The Stone Jug is a historic house at the corner of NY 9G and Jug Road in Clermont, New York, United States. It dates to the mid-18th century and is largely intact, although it has been expanded somewhat since then.

It was built by Konradt Lasher, a Palatine German immigrant to the area who first farmed as a tenant of Robert Livingston. Unusually in an area where brick was the favored material, he chose stone. In the mid-19th century his descendants bought the land and built a farmhouse, now across the street. It, the stone house and several other buildings from the Lasher family farm were listed on the National Register of Historic Places in 1978. Later, in 1992, it became a contributing property to the Hudson River Historic District, a National Historic Landmark.

==Property==

The house is part of a 9.7 acre former farm property on both sides of Route 9G. It includes another farmhouse, a barn, and the remaining foundations of two other stone houses. All are considered contributing properties to its historic character.

The Stone Jug is a 1 1/2-story house consisting of a main block faced mostly in stone with a gabled roof. The west gable end is in brick, as is the chimney that rises from that side. The north wing, added more recently, is of concrete block faced in fieldstone on the east and weatherboard on the north and west.

Original Dutch doors are on both entrances, at the south of the basement and east of the first story. The lintel above the east entrance has the year 1752 and "K.B.L & J." carved into it. The lower one opens into a large room with a 7 ft hearth built into the west wall. The staircase is original except for the steps. Upstairs, the main room is also mostly intact except for a small entry hall partitioned off to the east. Most of the windows are original except for the double casement on the west wall. On the top is a garret with exposed rafters.

Across Route 9G is a five-bay, 1 1/2-story frame farmhouse. South of Jug Road is an L-shaped frame barn. West of the house on either side of Jug are the remains of two other 18th-century stone houses. A garage on the southeast corner of the intersection is modern and non-contributing.

==History==

In the early 18th century, several thousand Palatine refugees from the War of Spanish Succession were temporarily housed in London. Britain decided in 1710 to resettle them to the lands of Robert Livingston in the Hudson Valley, lands now making up northwestern Dutchess and southwest Columbia counties. They were to work for Livingston on a scheme to produce naval stores for the crown.
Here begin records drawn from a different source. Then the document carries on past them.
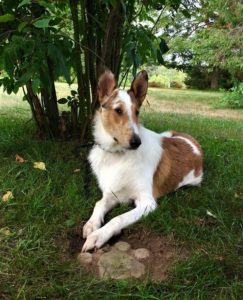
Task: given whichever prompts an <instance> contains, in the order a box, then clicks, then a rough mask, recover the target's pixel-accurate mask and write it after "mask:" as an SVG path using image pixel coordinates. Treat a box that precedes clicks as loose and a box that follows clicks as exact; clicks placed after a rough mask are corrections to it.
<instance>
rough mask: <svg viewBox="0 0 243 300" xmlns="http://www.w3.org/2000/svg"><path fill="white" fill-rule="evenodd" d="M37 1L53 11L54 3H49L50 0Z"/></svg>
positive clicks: (47, 8) (50, 9)
mask: <svg viewBox="0 0 243 300" xmlns="http://www.w3.org/2000/svg"><path fill="white" fill-rule="evenodd" d="M38 3H39V4H40V5H41V6H43V7H45V8H47V9H49V10H50V11H51V12H53V13H54V12H55V5H52V4H51V3H50V1H43V0H38Z"/></svg>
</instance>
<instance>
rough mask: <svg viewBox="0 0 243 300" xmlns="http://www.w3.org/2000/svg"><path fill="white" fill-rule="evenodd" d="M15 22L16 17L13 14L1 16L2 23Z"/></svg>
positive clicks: (0, 19) (2, 15) (5, 14)
mask: <svg viewBox="0 0 243 300" xmlns="http://www.w3.org/2000/svg"><path fill="white" fill-rule="evenodd" d="M13 20H15V16H14V15H12V14H5V15H2V16H0V23H6V22H11V21H13Z"/></svg>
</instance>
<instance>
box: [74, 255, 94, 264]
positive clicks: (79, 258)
mask: <svg viewBox="0 0 243 300" xmlns="http://www.w3.org/2000/svg"><path fill="white" fill-rule="evenodd" d="M78 260H79V262H80V263H81V265H83V266H87V265H90V264H91V263H92V261H93V257H92V254H91V253H88V252H87V253H80V254H79V255H78Z"/></svg>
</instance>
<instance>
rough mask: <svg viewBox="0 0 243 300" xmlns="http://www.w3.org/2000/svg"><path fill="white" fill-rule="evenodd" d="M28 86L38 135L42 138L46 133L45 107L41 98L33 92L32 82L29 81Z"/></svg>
mask: <svg viewBox="0 0 243 300" xmlns="http://www.w3.org/2000/svg"><path fill="white" fill-rule="evenodd" d="M26 88H27V98H28V102H29V104H30V107H31V111H32V115H33V117H34V120H35V122H36V126H37V133H38V136H39V137H40V138H43V137H44V135H45V133H46V130H45V116H44V111H43V108H42V106H41V103H40V100H39V98H38V97H37V96H36V95H35V93H34V92H33V89H32V85H31V82H28V83H27V84H26Z"/></svg>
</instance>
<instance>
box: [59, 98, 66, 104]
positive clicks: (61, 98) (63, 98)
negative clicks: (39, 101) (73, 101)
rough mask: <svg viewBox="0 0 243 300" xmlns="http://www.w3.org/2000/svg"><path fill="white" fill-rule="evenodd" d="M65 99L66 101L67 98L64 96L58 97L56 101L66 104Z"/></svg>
mask: <svg viewBox="0 0 243 300" xmlns="http://www.w3.org/2000/svg"><path fill="white" fill-rule="evenodd" d="M67 101H68V100H67V99H66V98H60V99H58V100H57V102H58V103H59V104H66V103H67Z"/></svg>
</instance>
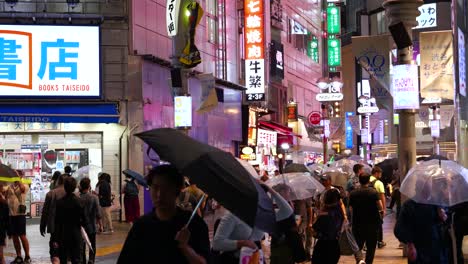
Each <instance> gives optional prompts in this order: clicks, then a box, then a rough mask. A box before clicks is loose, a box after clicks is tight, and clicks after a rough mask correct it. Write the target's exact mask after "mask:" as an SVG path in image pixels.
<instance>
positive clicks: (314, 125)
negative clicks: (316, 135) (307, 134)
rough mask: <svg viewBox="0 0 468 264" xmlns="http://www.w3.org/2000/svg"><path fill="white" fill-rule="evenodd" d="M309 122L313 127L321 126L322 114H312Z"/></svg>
mask: <svg viewBox="0 0 468 264" xmlns="http://www.w3.org/2000/svg"><path fill="white" fill-rule="evenodd" d="M308 120H309V124H311V125H314V126H316V125H319V124H320V120H322V115H321V114H320V112H310V114H309V116H308Z"/></svg>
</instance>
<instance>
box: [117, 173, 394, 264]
mask: <svg viewBox="0 0 468 264" xmlns="http://www.w3.org/2000/svg"><path fill="white" fill-rule="evenodd" d="M354 169H355V178H354V177H353V178H352V179H351V181H350V184H349V188H347V190H343V189H342V188H341V190H340V188H337V187H334V186H333V185H332V183H331V178H330V177H329V176H328V175H321V178H320V180H321V182H322V184H323V185H324V186H325V191H323V192H322V193H321V194H319V195H317V196H316V197H311V198H310V199H305V200H296V201H290V199H288V197H289V192H290V190H289V189H288V186H287V185H286V184H285V185H283V186H279V185H278V186H276V187H274V188H270V187H268V186H267V185H265V184H262V185H261V186H262V187H263V188H264V190H265V191H266V192H267V193H269V194H270V196H271V198H272V200H273V201H274V204H275V207H276V222H277V227H276V231H275V232H273V233H271V234H266V233H265V232H263V231H262V230H260V229H258V228H252V227H251V226H249V225H247V224H246V223H244V222H243V221H242V220H241V219H239V218H238V217H237V216H236V215H234V214H233V213H231V212H230V211H228V210H226V209H224V208H223V207H222V206H220V205H219V204H218V203H216V201H212V200H211V199H206V198H205V197H204V196H203V192H201V191H200V190H199V189H198V188H197V187H196V186H195V185H190V183H188V182H187V180H186V179H184V177H183V176H182V175H181V174H180V173H179V172H178V171H177V169H175V168H174V167H173V166H171V165H162V166H159V167H156V168H154V169H153V170H152V171H150V172H149V174H148V176H147V177H148V185H149V188H150V193H151V198H152V201H153V205H154V210H153V211H152V212H151V213H149V214H147V215H145V216H142V217H141V218H139V219H137V220H136V221H135V223H134V225H133V226H132V228H131V230H130V232H129V234H128V237H127V239H126V241H125V244H124V246H123V249H122V251H121V254H120V257H119V260H118V263H122V264H124V263H131V262H132V261H134V262H139V263H223V264H230V263H240V262H239V261H240V260H241V259H242V256H244V255H245V254H244V252H246V251H249V250H250V251H252V252H255V251H260V252H261V249H262V246H263V247H264V246H265V245H269V246H270V256H269V259H270V263H272V264H275V263H278V264H288V263H291V264H293V263H302V262H305V261H312V263H313V264H315V263H319V264H328V263H338V260H339V258H340V255H341V254H342V250H341V249H340V245H341V244H342V241H340V240H342V239H340V238H341V237H343V235H342V234H343V233H344V231H345V230H347V232H348V236H349V237H350V238H351V239H352V240H353V241H351V244H352V245H351V247H352V248H353V249H352V252H353V254H354V255H355V258H356V263H359V264H363V263H372V262H373V258H374V253H375V249H376V248H377V247H379V248H381V247H384V246H385V243H384V242H383V238H382V234H381V233H382V219H383V216H384V212H383V211H384V208H385V206H384V205H383V204H384V203H385V201H382V199H384V197H385V194H383V195H382V193H381V191H382V190H381V189H384V188H383V183H382V182H381V181H380V180H379V178H380V177H381V170H380V171H379V169H378V168H375V169H374V171H373V172H372V177H373V178H371V175H369V174H365V173H363V166H362V165H357V166H356V167H355V168H354ZM275 174H276V176H275V177H278V176H279V173H275ZM311 177H312V176H311ZM266 180H268V175H266V174H264V173H262V174H261V178H260V181H266ZM355 180H357V181H356V182H355ZM200 199H203V200H201V201H200ZM199 201H200V202H201V206H199V207H197V204H198V202H199ZM208 204H211V206H205V205H208ZM194 209H196V210H197V211H196V212H194V215H195V216H194V218H193V220H191V221H189V219H191V215H192V211H193V210H194ZM209 209H215V211H214V213H213V217H215V218H216V219H215V221H214V232H213V237H212V243H211V244H210V237H209V233H208V227H207V224H206V223H205V221H204V220H203V217H204V212H207V211H209ZM219 211H221V213H218V212H219ZM348 215H351V217H350V218H348ZM348 219H350V220H348ZM350 222H351V226H352V228H351V227H349V225H350ZM351 230H352V231H351ZM346 243H349V242H346ZM364 247H365V250H366V251H367V254H366V257H365V258H364V257H363V254H362V252H363V249H364ZM262 254H263V252H262V253H261V254H260V255H262ZM263 258H264V256H262V257H260V258H259V259H260V261H259V262H257V263H261V262H262V259H263Z"/></svg>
The scheme failed because many of the crops required could not survive the harsh winters of the region. In 1713 Livingston released the Germans, and many settled elsewhere in the area. Their impact can be seen today in placenames like Germantown and Rhinebeck and the many Lutheran churches in the area.

One of them, Bastian Lasher, stayed on the land he had originally settled. He and his three sons were able to work it as tenant farmers, and by 1752 Konradt had built his house near his brothers George and Johannis, using stone rather than the brick more popular with the Palatinate settlers. The family kept the farm, and in 1846 Philip Lasher was able to buy an 85 acre parcel and build the frame farmhouse across the road.

In the 1950s the north wing was added. In the process of doing so the original staircase's steps were replaced with wider ones. There have been no other changes to the house.